Date of Award

12-2024

Document Type

Dissertation

Degree Name

Doctor of Philosophy (PhD)

Degree Discipline

Electrical Engineering

Abstract

Network intrusion detection NID) is a technology that monitors network traffic and identifies abnormal activity. The ability to identify malicious activity can be manifested by application of artificial intelligence and machine learning (ML). This research delved into analysis, development, and optimization of supervised, unsupervised, and reinforcement learning approaches to network anomaly detection. In the past 10 years, there has been a substantial amount of research on supervised learning, a type of ML that is trained from a prelabeled network dataset that tags each sample with benign or abnormal labels. Unsupervised and reinforcement learning research has been minimal.

This study evaluated supervised, unsupervised, and reinforcement learning approaches to anomaly detection. ML employs statistical algorithms that learn the underlying data characteristics and use this learning to detect abnormal activity. From the literature review, it is clear that the most important attributes for an effective NIDs are data quality and efficient ML algorithms, including runtimes and memory usage. Most research in this domain has been conducted using obsolete network datasets that do not reflect the type of malicious traffic encountered today.

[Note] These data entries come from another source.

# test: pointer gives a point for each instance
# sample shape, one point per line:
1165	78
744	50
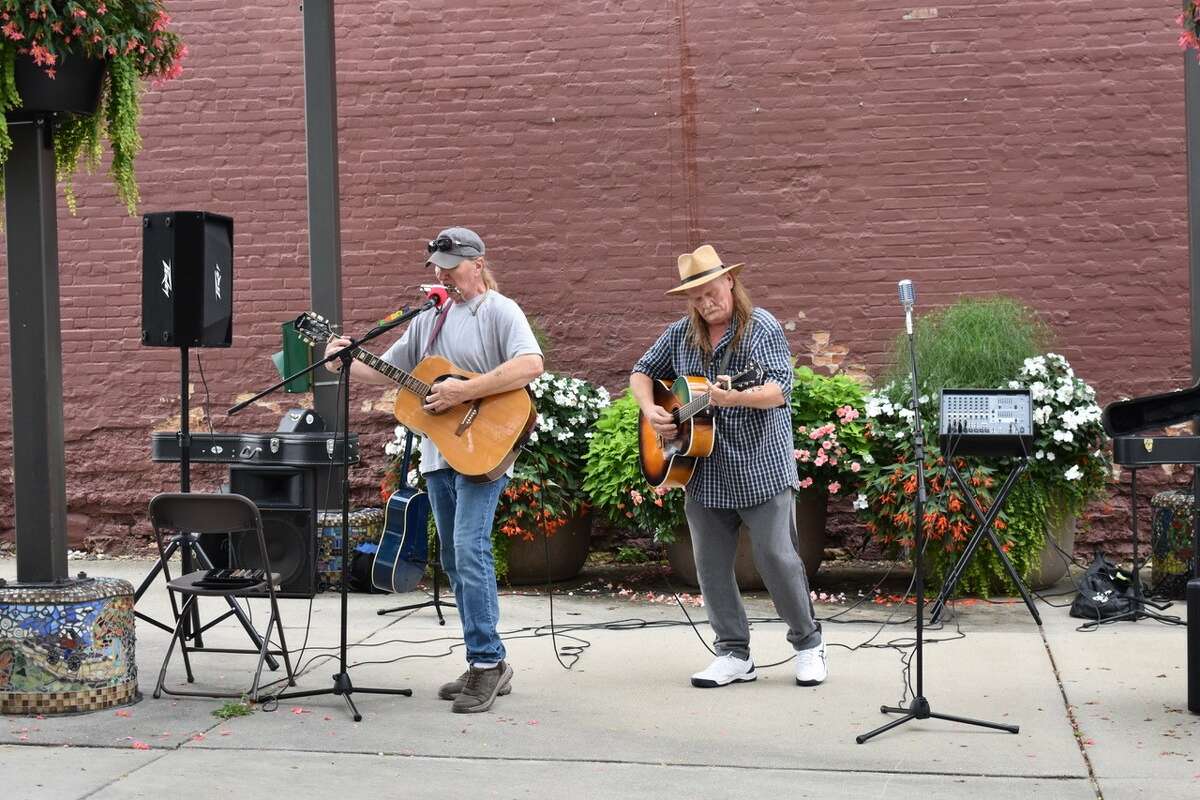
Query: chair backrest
204	513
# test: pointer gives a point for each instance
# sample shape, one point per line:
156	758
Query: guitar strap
729	352
437	328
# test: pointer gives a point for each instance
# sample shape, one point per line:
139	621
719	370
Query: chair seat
189	584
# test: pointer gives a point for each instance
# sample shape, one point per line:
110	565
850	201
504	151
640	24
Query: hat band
693	278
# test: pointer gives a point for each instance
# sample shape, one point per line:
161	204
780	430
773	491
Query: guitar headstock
313	328
751	376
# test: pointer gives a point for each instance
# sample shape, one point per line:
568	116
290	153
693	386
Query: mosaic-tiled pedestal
366	527
67	649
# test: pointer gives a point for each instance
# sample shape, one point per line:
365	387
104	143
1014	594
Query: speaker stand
189	547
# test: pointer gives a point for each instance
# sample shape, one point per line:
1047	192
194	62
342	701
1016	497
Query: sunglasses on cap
445	245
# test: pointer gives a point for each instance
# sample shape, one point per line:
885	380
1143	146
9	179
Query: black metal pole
324	211
36	354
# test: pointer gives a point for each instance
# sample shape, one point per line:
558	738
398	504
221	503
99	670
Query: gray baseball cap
453	246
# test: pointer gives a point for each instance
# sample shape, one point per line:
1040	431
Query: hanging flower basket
73	89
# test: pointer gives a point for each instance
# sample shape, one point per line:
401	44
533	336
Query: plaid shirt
753	458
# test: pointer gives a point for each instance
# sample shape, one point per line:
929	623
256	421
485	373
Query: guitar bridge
472	413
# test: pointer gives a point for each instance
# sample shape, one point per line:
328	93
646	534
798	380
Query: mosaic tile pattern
366	525
67	649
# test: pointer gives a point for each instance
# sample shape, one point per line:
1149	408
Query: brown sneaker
454	689
481	689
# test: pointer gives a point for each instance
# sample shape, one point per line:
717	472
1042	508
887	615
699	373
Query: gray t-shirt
478	336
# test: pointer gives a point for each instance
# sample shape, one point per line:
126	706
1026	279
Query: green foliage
976	342
982	343
232	709
829	431
613	480
130	36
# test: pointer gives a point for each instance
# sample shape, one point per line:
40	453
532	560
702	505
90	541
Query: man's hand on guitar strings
445	395
661	421
331	347
720	395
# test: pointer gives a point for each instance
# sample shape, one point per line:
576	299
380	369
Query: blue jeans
463	512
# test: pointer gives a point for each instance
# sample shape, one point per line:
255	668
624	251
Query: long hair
489	278
697	331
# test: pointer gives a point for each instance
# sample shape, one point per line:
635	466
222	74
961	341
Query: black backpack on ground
1104	591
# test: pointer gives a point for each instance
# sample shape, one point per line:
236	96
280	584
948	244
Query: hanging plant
131	37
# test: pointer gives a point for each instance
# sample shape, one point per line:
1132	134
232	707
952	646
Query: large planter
568	548
75	86
811	509
1061	530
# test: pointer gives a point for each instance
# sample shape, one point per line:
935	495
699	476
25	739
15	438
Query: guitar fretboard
397	374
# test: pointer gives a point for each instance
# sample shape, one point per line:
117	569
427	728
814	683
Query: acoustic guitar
479	439
671	462
405	543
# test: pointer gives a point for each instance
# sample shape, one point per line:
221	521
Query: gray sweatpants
714	540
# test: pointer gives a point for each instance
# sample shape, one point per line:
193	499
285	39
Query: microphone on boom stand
919	707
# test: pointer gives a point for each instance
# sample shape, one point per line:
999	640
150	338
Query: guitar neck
693	407
405	379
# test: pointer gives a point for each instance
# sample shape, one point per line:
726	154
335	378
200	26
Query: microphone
435	295
907	299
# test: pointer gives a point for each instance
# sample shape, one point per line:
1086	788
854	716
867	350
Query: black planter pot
75	86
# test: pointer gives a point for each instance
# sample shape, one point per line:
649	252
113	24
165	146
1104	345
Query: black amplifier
985	422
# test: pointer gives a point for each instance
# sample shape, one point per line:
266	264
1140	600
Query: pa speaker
291	547
286	500
186	280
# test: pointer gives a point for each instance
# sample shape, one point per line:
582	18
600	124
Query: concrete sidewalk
1102	714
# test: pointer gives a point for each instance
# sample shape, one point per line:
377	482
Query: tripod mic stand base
919	710
343	686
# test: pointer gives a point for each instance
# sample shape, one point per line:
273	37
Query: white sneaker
724	671
810	666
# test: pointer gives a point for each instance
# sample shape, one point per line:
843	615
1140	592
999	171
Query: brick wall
1032	148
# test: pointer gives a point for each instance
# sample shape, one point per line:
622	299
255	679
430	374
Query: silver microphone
907	299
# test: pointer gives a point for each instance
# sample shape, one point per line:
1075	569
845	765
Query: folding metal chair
214	513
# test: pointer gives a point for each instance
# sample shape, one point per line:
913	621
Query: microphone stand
342	684
919	707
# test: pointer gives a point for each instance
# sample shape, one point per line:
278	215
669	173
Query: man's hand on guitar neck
360	372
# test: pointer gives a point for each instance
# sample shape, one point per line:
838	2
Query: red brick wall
1032	148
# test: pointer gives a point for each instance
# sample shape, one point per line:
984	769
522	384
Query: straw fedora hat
700	266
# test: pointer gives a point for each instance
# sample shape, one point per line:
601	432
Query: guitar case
405	543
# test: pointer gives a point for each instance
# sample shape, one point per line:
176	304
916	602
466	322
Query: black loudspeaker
186	280
286	499
1194	645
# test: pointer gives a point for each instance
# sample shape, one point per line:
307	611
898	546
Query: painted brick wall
1032	148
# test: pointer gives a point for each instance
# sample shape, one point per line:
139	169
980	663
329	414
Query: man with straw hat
751	470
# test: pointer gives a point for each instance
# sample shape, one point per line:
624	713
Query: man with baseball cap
481	331
751	470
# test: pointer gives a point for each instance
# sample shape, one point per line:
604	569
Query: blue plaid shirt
753	458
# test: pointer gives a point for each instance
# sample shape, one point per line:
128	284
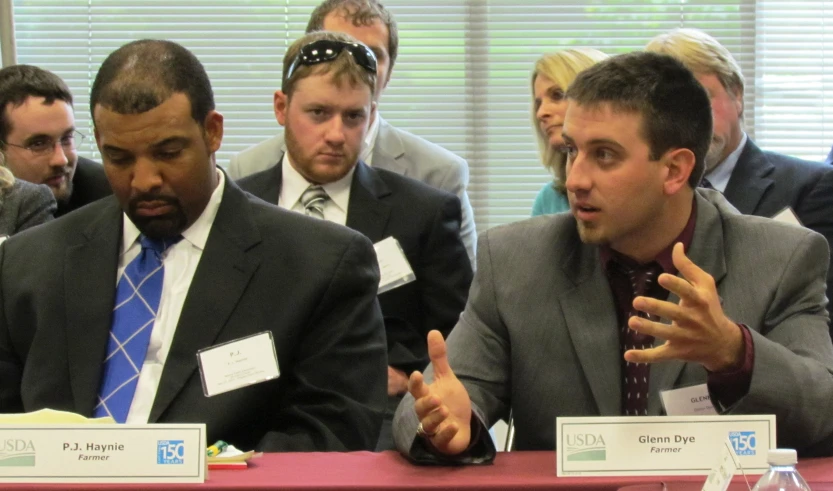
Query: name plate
102	453
660	445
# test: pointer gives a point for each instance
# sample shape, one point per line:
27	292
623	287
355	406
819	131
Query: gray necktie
313	201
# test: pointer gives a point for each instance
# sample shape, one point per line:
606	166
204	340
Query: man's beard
167	226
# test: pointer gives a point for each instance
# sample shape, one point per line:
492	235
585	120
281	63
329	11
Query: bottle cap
782	456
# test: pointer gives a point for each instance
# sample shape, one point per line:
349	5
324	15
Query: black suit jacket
426	222
311	283
764	183
88	184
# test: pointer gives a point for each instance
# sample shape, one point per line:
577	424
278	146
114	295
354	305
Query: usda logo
585	447
170	451
744	442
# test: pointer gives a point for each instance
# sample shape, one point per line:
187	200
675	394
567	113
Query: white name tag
239	363
107	453
688	401
659	445
394	266
787	215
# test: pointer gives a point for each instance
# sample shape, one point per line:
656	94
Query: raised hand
443	406
699	332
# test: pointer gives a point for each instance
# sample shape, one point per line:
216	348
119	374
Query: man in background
384	146
39	139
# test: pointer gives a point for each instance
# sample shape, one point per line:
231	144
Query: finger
655	329
445	434
438	354
432	421
417	386
659	308
686	266
650	355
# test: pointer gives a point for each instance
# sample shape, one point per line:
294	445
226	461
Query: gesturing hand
699	332
443	407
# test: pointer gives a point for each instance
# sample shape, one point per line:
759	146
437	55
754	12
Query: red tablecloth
389	471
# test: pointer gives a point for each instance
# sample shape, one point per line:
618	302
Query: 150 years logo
17	452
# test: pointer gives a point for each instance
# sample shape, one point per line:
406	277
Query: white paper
394	266
239	363
724	470
787	215
688	401
660	445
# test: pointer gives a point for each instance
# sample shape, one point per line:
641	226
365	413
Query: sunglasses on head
325	50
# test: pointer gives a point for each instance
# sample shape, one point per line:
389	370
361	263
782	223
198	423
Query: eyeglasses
325	50
45	145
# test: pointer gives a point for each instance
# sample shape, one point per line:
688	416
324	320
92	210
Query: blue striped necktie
137	304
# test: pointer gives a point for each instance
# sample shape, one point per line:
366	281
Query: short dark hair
675	109
361	13
19	82
143	74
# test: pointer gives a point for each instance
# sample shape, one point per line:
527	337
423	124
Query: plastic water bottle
782	475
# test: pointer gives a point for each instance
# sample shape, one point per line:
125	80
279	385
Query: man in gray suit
755	181
385	147
567	314
104	311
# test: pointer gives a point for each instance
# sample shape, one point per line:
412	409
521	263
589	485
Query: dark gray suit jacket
426	222
764	183
25	205
540	335
311	283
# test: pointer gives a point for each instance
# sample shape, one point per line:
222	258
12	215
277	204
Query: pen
217	448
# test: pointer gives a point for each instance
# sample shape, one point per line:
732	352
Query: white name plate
659	445
105	453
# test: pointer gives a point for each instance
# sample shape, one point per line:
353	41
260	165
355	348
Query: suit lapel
750	179
225	269
706	251
590	314
90	288
367	212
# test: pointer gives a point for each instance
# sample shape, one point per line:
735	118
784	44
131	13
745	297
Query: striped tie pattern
313	201
138	296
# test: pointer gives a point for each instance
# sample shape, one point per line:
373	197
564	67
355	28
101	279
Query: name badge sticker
239	363
688	401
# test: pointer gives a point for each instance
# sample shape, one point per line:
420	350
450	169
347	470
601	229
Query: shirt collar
366	154
293	185
608	255
719	176
196	234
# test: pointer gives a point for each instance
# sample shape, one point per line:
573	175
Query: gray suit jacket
25	205
397	151
312	284
539	333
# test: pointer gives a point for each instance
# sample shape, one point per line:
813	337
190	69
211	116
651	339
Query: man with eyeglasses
326	106
39	140
384	146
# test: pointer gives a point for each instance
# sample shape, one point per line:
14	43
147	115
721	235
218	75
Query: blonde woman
22	204
552	74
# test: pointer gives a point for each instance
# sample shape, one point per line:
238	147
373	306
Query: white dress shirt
180	262
294	184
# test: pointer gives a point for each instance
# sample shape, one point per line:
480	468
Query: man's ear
280	104
213	125
679	164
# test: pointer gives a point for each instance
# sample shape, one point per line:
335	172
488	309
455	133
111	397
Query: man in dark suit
39	139
202	263
755	181
325	121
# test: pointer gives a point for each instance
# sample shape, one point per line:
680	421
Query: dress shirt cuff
730	386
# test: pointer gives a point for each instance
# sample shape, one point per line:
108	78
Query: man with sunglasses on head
326	106
384	146
39	140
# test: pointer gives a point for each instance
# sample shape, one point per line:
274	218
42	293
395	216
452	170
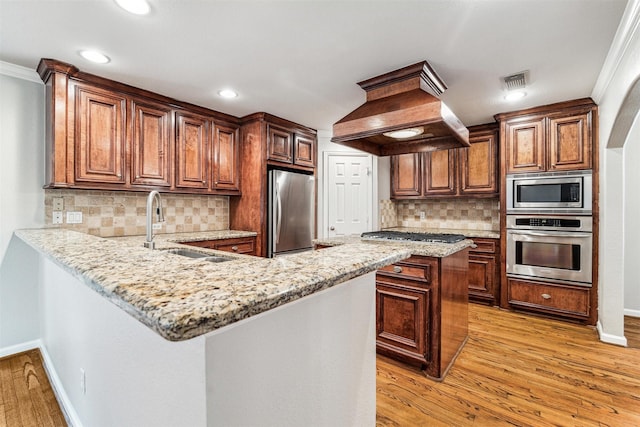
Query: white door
349	193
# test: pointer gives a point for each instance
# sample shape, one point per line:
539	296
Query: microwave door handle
554	234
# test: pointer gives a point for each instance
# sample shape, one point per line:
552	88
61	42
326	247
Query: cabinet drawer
408	270
484	245
561	299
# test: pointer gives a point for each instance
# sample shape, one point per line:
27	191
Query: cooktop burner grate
414	237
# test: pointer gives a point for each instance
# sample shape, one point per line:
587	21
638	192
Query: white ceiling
301	60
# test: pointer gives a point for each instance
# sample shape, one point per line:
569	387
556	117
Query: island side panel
454	294
133	376
309	362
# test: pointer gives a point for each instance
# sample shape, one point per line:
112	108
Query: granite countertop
489	234
438	250
181	298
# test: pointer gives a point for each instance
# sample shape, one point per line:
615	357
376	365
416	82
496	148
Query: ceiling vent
516	81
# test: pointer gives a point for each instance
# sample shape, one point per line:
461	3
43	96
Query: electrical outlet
58	204
57	218
74	217
83	381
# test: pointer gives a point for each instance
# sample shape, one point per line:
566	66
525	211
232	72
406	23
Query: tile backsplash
118	213
464	214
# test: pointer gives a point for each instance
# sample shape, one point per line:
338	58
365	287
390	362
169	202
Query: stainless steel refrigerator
291	213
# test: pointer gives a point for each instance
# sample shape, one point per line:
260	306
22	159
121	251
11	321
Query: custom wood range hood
402	114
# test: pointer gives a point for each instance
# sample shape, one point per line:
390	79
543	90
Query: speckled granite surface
489	234
438	250
181	298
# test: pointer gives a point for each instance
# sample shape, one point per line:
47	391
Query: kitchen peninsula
422	301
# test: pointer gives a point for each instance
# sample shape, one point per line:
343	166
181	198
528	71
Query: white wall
632	225
21	195
621	69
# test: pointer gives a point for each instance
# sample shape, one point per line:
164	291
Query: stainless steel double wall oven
549	227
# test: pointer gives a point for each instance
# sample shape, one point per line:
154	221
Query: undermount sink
193	254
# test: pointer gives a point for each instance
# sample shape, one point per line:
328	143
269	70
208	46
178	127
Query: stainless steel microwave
550	192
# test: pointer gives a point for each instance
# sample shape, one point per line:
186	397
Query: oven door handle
552	234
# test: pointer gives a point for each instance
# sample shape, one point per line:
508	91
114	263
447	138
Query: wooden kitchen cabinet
421	311
100	136
151	148
192	151
549	138
484	271
461	172
105	135
291	146
238	245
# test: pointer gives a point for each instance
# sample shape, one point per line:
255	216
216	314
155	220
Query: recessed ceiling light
138	7
404	133
228	93
94	56
515	95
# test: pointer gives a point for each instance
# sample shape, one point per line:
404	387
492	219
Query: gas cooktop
413	237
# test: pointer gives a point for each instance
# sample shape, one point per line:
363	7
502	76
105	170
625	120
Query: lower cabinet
484	271
422	311
550	298
238	245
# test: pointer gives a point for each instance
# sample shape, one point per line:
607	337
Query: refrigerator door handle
278	218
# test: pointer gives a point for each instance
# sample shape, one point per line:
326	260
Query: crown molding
24	73
627	29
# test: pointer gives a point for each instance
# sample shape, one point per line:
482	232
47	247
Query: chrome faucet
154	195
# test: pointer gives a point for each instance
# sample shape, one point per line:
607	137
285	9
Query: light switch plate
57	218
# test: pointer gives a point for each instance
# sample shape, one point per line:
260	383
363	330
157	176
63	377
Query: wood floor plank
27	397
519	370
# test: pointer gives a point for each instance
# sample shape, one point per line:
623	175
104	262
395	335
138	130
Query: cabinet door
406	177
226	165
304	150
570	142
192	150
100	136
279	144
525	146
479	165
440	173
402	321
151	145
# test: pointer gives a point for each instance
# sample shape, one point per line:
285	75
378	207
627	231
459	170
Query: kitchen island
421	302
249	341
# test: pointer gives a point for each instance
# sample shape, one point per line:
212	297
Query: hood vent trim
402	99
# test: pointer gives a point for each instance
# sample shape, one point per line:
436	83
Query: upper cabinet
105	135
291	146
558	137
462	172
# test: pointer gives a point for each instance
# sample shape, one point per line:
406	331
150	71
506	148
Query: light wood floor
27	397
518	370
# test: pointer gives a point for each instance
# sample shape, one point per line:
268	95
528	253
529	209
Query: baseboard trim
609	338
631	313
63	399
19	348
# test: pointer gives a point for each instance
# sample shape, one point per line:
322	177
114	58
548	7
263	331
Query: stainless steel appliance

This study used a modern dataset that captured traffic from an “Internet of Things” (IoT) test network with modern attack types. In one experiment, a dataset created in the SECURE Center, Prairie View A&M University, was used with scanning attack types, as well as a common utility for converting network traffic called NFStream. NFStream uses deep packet inspection to convert the header/data portion of network packets, preserves Transmission Control Protocol (TCP) Flag states, and calculates statistical features from the raw data in packets. The research was conducted through several experiments covering data pre-processing, dataset labeling, feature selection/ reduction, synthetic data generation, and unsupervised learning. The aim was to develop an optimal ensemble of feature selection/ML algorithms and to establish a framework for future research in Learning Automata and Reinforcement Learning. Based on the results, several contributions to the research domain are provided: a pre-processing framework, several feature selection techniques, a synthetic data generator, a new type of neural network based on Kolmogorov Arnold Networks, and a new clustering approach for unsupervised learning.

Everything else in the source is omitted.